Fourteen years later, in 1995, the ministers in Kinshasa, the capital of DR Congo, heard that there was an Ebola outbreak in the city of Kitwik. They got scared. They felt they had to do something. They set up a roadblock. Again, there were unintended consequences. Feeding the people in the capital became a major problem because the rural area that had always supplied most of their processed cassava was on the other side of the disease-stricken area. The city was hungry and started buying all it could from it’s second largest food producing area. Prices skyrocketed, and guess what? A mysterious outbreak of paralyzed legs and blindness followed.
Nineteen years after that, in 2014, there was an outbreak of Ebola in the rural north of Liberia. Inexperienced people from rich countries got scared and they all came up with the same idea: a roadblock!
…(continued)…
…At the Ministry of Health, I encountered politicians of a higher quality. They were more experienced, and their experience made them cautious. Their main concern was that roadblocks would destroy the trust of the people abandoned behind them. This would have been absolutely catastrophic: Ebola outbreaks are defeated by contact tracers, who depend on people honestly disclosing everybody they have touched. These heroes were sitting in poor slum dwellings carefully interviewing people who had just lost a family member about every individual their loved one might have infected before dying. Often, of course, the person being interviewed was on that list and potentially infected. Despite the constant fear and wave after wave of rumours, there was no room for drastic, panicky action. The infection path could not be traced with brute force, just patient, calm, meticulous work. One single individually delicately leaving out information about his dead brother’s multiple lovers could cost a thousand lives.
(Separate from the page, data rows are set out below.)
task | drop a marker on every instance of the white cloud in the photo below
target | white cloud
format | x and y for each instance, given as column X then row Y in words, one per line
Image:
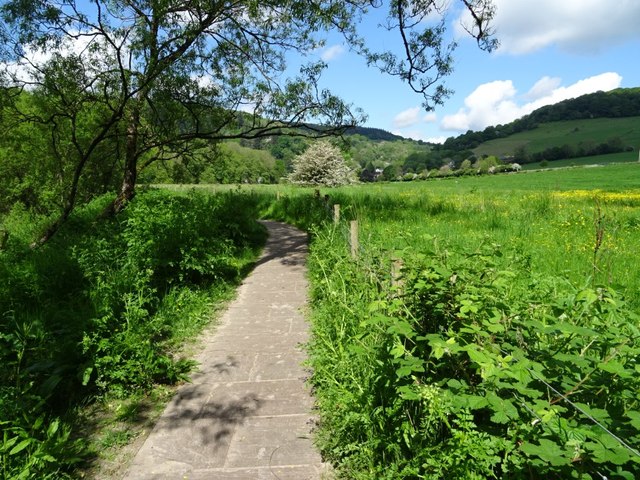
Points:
column 407, row 118
column 497, row 102
column 332, row 52
column 577, row 26
column 543, row 87
column 430, row 117
column 411, row 116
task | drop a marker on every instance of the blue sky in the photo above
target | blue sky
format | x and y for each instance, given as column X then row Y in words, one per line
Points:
column 550, row 50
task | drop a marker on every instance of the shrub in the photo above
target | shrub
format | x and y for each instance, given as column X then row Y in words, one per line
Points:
column 321, row 164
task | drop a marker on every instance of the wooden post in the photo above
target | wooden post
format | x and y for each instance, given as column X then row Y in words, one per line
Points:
column 396, row 275
column 354, row 239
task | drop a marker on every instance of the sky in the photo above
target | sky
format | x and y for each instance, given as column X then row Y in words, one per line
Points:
column 550, row 50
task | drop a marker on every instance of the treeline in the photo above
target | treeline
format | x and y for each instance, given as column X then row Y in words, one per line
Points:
column 566, row 151
column 615, row 104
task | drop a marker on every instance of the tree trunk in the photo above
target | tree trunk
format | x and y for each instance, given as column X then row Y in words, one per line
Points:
column 130, row 174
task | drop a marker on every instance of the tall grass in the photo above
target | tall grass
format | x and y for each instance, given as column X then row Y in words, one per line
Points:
column 100, row 310
column 506, row 348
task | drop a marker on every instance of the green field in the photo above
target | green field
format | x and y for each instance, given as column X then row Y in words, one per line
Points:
column 488, row 327
column 484, row 327
column 572, row 132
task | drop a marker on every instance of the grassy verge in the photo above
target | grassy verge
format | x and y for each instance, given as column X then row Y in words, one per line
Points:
column 502, row 344
column 94, row 321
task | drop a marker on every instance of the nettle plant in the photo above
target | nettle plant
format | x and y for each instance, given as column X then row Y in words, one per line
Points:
column 498, row 380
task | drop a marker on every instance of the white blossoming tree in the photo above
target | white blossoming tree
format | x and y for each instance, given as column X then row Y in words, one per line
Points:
column 322, row 164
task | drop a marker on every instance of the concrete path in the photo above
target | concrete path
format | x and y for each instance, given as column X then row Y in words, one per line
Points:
column 247, row 412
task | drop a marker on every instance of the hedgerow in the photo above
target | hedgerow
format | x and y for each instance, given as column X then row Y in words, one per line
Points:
column 100, row 310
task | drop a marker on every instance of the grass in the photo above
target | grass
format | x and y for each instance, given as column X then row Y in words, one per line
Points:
column 572, row 132
column 598, row 160
column 496, row 268
column 548, row 218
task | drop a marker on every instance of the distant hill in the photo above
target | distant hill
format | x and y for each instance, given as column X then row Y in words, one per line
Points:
column 375, row 134
column 567, row 139
column 616, row 104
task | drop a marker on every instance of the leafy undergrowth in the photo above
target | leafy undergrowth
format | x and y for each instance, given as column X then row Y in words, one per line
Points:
column 454, row 370
column 100, row 311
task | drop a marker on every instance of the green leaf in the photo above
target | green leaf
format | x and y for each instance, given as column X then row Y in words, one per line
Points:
column 21, row 446
column 547, row 450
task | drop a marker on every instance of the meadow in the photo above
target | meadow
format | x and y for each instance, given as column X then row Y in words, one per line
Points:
column 572, row 132
column 488, row 327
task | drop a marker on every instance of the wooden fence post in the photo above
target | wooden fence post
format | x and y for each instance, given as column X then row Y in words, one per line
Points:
column 396, row 273
column 354, row 239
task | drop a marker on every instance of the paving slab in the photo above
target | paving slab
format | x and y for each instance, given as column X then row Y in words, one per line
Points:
column 247, row 412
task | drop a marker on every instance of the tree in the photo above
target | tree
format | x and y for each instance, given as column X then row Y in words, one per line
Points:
column 157, row 75
column 322, row 164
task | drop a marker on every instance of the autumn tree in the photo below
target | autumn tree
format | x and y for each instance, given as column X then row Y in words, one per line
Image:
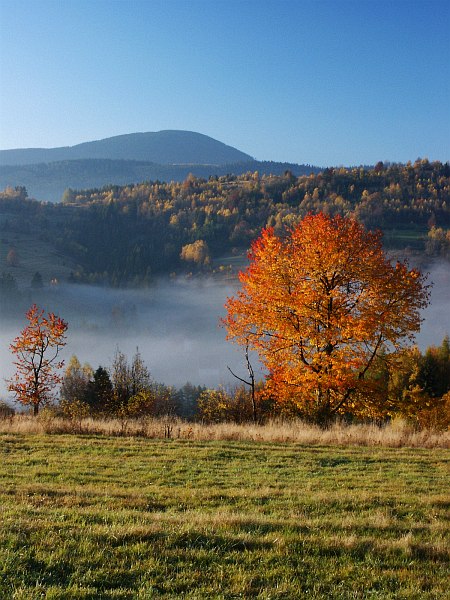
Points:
column 37, row 351
column 320, row 306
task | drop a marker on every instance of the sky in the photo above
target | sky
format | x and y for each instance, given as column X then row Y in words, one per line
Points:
column 319, row 82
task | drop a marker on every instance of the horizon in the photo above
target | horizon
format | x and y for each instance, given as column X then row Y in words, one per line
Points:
column 319, row 83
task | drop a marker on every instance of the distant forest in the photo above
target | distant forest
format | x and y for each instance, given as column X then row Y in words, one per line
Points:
column 126, row 235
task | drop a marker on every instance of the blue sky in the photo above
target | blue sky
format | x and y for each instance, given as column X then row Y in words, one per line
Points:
column 325, row 83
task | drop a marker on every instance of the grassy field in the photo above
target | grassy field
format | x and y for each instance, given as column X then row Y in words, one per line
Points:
column 110, row 517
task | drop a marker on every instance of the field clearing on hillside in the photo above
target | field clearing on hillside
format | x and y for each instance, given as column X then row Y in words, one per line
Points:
column 122, row 517
column 34, row 254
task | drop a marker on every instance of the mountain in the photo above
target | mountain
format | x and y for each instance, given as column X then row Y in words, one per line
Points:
column 163, row 147
column 48, row 181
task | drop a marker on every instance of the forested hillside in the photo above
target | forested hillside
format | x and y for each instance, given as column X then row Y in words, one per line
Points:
column 125, row 235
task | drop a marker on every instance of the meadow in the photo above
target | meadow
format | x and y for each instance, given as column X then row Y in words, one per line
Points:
column 109, row 516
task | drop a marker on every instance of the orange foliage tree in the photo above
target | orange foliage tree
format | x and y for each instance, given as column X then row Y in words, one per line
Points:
column 37, row 349
column 320, row 307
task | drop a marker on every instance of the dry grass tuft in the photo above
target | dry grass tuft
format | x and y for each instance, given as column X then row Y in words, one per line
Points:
column 396, row 434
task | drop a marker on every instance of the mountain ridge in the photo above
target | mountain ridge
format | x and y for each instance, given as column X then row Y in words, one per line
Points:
column 48, row 181
column 168, row 146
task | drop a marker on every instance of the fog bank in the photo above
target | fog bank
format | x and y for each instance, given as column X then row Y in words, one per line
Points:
column 175, row 325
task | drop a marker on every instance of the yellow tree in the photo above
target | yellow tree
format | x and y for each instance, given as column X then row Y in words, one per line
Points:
column 319, row 306
column 37, row 358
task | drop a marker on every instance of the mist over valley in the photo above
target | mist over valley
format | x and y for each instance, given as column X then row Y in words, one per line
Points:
column 175, row 323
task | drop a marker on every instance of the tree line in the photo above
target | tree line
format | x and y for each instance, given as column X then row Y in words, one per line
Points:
column 125, row 235
column 329, row 315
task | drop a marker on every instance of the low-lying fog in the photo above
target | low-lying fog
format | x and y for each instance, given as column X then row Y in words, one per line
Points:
column 175, row 325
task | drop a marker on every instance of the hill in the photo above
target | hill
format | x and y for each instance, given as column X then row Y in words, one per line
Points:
column 48, row 181
column 128, row 235
column 163, row 147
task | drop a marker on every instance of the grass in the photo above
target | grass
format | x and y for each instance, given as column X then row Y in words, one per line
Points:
column 396, row 434
column 128, row 517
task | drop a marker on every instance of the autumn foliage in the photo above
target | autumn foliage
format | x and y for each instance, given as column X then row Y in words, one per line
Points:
column 321, row 307
column 36, row 350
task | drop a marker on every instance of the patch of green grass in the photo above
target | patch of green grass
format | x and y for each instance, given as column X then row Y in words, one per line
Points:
column 97, row 517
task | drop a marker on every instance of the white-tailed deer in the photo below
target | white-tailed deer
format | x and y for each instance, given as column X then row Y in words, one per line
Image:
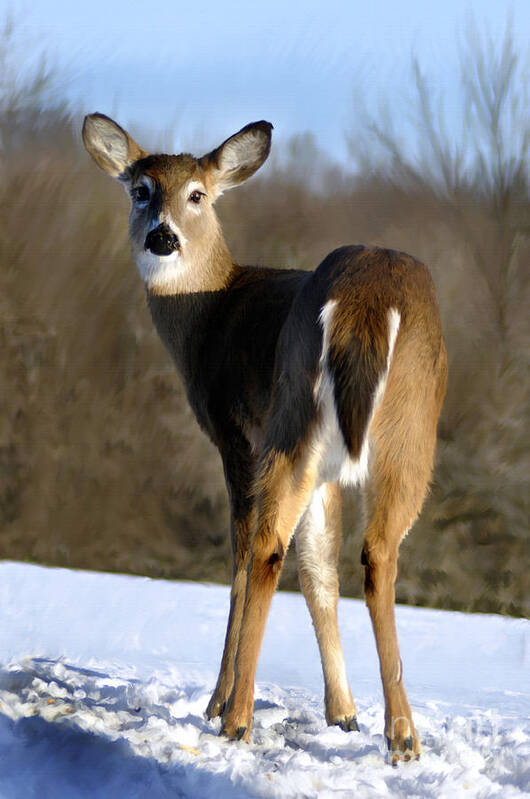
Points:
column 304, row 381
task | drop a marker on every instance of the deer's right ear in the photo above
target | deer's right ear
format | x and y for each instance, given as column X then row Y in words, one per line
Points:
column 110, row 146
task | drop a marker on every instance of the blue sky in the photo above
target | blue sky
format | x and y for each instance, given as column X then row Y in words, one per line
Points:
column 197, row 72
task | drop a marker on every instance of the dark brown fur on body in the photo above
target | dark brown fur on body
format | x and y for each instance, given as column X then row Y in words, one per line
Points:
column 301, row 380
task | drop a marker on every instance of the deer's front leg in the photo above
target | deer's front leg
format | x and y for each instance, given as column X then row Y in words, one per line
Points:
column 225, row 681
column 239, row 471
column 285, row 491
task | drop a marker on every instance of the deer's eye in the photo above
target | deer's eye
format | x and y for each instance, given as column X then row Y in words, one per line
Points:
column 196, row 197
column 140, row 194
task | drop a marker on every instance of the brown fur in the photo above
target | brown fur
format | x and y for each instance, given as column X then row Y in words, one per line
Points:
column 269, row 386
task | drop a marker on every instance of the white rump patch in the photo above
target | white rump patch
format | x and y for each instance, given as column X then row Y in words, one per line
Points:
column 314, row 548
column 334, row 458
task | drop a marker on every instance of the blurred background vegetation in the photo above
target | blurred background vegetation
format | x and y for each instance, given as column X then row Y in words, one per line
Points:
column 102, row 465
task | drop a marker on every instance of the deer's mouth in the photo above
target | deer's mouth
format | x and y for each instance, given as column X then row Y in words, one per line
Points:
column 162, row 241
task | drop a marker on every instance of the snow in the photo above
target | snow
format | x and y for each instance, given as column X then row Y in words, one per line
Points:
column 104, row 680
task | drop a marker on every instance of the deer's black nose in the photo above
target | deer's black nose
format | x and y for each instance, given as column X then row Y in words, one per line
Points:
column 162, row 240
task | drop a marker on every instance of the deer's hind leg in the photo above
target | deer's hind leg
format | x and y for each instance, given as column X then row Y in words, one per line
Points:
column 318, row 540
column 403, row 442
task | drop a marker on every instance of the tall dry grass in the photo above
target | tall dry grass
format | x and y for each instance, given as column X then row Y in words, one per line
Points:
column 101, row 462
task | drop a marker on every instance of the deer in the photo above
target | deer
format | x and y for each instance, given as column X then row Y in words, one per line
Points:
column 307, row 382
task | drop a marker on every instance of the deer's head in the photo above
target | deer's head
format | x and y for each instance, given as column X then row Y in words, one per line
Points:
column 175, row 235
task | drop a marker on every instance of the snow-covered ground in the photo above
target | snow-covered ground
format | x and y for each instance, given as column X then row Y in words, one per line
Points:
column 104, row 680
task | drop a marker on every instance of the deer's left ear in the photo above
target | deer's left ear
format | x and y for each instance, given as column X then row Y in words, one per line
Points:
column 110, row 146
column 239, row 156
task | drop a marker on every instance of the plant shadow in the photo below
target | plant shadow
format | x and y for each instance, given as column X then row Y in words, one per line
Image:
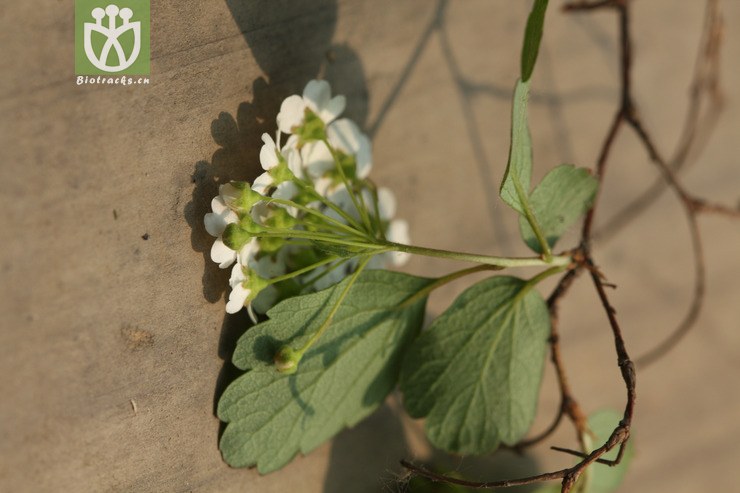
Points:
column 299, row 50
column 367, row 458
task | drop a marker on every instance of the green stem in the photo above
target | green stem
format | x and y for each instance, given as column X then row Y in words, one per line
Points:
column 300, row 352
column 295, row 273
column 321, row 237
column 331, row 205
column 544, row 245
column 314, row 212
column 501, row 262
column 441, row 281
column 529, row 216
column 361, row 210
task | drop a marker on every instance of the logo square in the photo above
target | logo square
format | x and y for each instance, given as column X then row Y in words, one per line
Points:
column 112, row 37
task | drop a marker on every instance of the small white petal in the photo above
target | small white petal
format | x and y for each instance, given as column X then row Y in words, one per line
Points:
column 248, row 251
column 237, row 275
column 216, row 221
column 260, row 212
column 386, row 203
column 221, row 254
column 229, row 193
column 333, row 109
column 316, row 95
column 269, row 266
column 398, row 232
column 364, row 157
column 237, row 298
column 317, row 159
column 344, row 135
column 262, row 183
column 286, row 191
column 291, row 114
column 268, row 153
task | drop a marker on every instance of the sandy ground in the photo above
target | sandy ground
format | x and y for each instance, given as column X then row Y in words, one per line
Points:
column 114, row 335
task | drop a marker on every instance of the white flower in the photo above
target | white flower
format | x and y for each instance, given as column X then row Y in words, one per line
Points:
column 386, row 203
column 216, row 223
column 287, row 190
column 317, row 159
column 269, row 159
column 346, row 136
column 398, row 232
column 292, row 111
column 239, row 292
column 316, row 97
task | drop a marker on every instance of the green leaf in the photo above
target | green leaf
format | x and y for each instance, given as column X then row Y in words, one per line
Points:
column 532, row 38
column 475, row 374
column 603, row 478
column 341, row 379
column 561, row 198
column 515, row 185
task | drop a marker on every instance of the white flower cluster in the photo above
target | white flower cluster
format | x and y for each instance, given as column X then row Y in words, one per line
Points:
column 312, row 216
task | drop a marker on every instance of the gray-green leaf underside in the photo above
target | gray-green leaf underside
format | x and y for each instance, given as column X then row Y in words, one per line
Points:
column 561, row 198
column 475, row 374
column 343, row 378
column 517, row 177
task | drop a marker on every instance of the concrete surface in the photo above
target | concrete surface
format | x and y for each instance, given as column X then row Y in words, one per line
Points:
column 112, row 346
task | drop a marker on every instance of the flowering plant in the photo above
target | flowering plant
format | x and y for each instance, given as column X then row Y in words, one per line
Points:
column 312, row 217
column 309, row 240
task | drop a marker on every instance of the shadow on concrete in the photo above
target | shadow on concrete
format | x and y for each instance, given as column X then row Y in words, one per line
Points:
column 365, row 459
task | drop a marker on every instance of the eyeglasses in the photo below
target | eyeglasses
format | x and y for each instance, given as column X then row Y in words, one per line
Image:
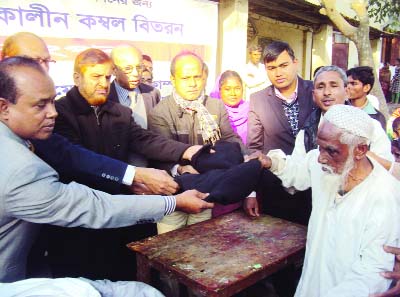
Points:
column 129, row 69
column 46, row 61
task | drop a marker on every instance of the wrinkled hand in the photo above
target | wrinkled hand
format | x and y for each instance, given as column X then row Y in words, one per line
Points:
column 254, row 155
column 250, row 207
column 140, row 189
column 191, row 151
column 157, row 181
column 191, row 201
column 265, row 161
column 394, row 275
column 187, row 169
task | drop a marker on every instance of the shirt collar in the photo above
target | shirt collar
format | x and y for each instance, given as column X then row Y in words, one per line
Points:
column 289, row 99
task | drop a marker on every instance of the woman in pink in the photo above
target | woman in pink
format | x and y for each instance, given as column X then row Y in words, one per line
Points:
column 231, row 93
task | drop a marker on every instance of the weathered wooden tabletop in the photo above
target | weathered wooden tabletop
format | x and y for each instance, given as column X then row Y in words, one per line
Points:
column 222, row 256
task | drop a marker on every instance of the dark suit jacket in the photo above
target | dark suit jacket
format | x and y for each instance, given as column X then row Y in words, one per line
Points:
column 151, row 96
column 113, row 132
column 268, row 127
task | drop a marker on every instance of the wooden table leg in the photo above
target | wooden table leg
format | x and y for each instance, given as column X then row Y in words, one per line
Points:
column 143, row 269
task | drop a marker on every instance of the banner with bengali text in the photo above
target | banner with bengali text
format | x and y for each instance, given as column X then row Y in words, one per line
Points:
column 160, row 28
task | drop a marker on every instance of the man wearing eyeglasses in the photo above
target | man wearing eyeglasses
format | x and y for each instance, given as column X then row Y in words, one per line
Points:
column 86, row 117
column 127, row 88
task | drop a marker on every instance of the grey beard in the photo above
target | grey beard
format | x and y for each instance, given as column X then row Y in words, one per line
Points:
column 337, row 181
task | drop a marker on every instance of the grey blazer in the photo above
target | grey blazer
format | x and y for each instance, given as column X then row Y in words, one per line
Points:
column 268, row 127
column 31, row 194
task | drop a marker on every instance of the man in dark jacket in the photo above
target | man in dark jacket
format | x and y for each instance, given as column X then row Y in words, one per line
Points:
column 191, row 117
column 276, row 115
column 128, row 90
column 87, row 118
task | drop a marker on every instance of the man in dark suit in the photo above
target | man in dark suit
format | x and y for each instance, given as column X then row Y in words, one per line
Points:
column 31, row 193
column 73, row 160
column 128, row 90
column 276, row 115
column 86, row 117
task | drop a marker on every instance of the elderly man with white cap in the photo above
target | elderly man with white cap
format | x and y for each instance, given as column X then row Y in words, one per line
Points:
column 355, row 208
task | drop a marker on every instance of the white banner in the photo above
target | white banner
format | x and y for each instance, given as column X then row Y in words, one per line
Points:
column 160, row 28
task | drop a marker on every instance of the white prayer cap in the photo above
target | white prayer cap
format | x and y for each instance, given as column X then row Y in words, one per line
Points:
column 350, row 119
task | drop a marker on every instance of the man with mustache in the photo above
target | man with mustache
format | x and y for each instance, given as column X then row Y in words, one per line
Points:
column 31, row 193
column 354, row 212
column 189, row 116
column 276, row 114
column 87, row 118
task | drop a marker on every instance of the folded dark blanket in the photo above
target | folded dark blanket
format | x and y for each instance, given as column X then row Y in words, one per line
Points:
column 227, row 154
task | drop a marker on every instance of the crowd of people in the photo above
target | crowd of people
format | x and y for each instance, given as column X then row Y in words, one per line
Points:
column 97, row 168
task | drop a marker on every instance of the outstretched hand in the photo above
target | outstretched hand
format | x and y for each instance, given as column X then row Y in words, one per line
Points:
column 157, row 181
column 192, row 201
column 250, row 207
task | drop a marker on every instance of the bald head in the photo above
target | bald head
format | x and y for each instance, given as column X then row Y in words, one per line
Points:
column 128, row 66
column 29, row 45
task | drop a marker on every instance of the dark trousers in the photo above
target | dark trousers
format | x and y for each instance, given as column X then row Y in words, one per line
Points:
column 95, row 254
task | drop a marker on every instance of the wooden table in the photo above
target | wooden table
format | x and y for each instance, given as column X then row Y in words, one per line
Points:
column 222, row 256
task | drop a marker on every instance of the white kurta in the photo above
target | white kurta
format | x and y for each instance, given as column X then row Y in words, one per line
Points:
column 344, row 253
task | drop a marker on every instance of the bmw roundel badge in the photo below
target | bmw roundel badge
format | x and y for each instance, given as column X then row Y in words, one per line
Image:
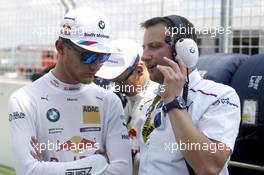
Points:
column 53, row 115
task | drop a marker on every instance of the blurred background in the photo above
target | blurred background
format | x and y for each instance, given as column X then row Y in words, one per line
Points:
column 28, row 30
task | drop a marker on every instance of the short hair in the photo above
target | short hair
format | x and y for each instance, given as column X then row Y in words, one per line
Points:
column 184, row 22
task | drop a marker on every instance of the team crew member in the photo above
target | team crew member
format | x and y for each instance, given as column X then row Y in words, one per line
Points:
column 71, row 119
column 200, row 134
column 130, row 76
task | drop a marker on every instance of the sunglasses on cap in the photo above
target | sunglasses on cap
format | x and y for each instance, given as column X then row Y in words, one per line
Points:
column 87, row 57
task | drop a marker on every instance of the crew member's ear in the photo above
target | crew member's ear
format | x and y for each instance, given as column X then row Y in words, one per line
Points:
column 140, row 69
column 59, row 46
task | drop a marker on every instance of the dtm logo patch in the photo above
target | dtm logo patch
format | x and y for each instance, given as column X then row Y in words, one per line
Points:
column 53, row 115
column 79, row 171
column 91, row 115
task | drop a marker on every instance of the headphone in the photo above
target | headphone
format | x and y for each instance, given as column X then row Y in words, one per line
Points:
column 186, row 48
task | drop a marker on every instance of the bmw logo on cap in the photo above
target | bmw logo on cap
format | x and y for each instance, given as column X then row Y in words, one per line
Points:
column 101, row 24
column 53, row 115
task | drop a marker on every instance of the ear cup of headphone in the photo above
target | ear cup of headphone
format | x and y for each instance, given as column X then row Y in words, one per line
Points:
column 187, row 49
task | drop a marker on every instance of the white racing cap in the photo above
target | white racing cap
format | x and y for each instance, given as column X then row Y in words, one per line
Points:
column 87, row 28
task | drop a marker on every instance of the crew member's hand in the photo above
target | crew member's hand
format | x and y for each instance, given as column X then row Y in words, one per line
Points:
column 175, row 76
column 37, row 154
column 103, row 153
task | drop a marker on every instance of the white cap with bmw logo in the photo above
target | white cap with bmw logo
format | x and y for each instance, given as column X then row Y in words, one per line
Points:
column 87, row 28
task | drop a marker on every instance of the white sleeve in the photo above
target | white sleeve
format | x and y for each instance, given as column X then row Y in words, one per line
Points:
column 221, row 120
column 22, row 126
column 118, row 147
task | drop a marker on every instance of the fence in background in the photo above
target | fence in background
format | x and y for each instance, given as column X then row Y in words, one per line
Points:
column 28, row 30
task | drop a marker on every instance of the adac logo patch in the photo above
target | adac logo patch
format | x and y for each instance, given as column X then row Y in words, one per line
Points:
column 91, row 115
column 101, row 24
column 53, row 115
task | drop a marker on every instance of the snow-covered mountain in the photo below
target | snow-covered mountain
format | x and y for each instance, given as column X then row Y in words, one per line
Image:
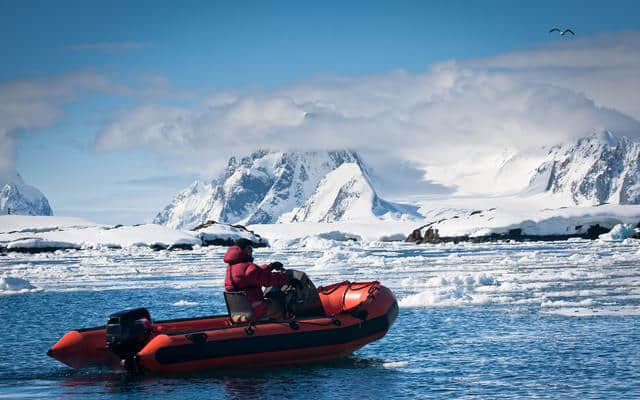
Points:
column 598, row 169
column 19, row 198
column 269, row 187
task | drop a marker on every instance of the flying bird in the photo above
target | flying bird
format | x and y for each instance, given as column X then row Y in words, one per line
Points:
column 562, row 32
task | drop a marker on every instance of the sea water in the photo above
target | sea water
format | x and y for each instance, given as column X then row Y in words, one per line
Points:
column 507, row 320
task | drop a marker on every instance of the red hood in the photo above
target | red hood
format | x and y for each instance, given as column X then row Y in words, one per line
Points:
column 236, row 255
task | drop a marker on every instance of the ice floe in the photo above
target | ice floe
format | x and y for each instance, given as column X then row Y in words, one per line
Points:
column 10, row 285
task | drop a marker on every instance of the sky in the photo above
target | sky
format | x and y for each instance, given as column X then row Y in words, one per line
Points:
column 111, row 108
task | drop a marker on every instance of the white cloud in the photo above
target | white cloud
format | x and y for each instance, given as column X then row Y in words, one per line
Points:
column 455, row 120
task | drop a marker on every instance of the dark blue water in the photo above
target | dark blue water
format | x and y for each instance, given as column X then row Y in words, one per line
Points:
column 467, row 352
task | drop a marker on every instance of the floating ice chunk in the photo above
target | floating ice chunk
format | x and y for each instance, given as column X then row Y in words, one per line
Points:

When we are afraid and under time pressure and thinking of worst-case scenarios, we tend to make really stupid decisions. Our ability to think analytically can be overwhelmed my an urge to make quick decisions and take immediate action.
Back in Nacala in 1981, I spent several days carefully investigating the disease but less than a minute thinking about the consequences of closing the road. Urgency, fear and a single-minded focus on the risks of a pandemic shut down my ability to think things through. In the rush to do something, I did something terrible.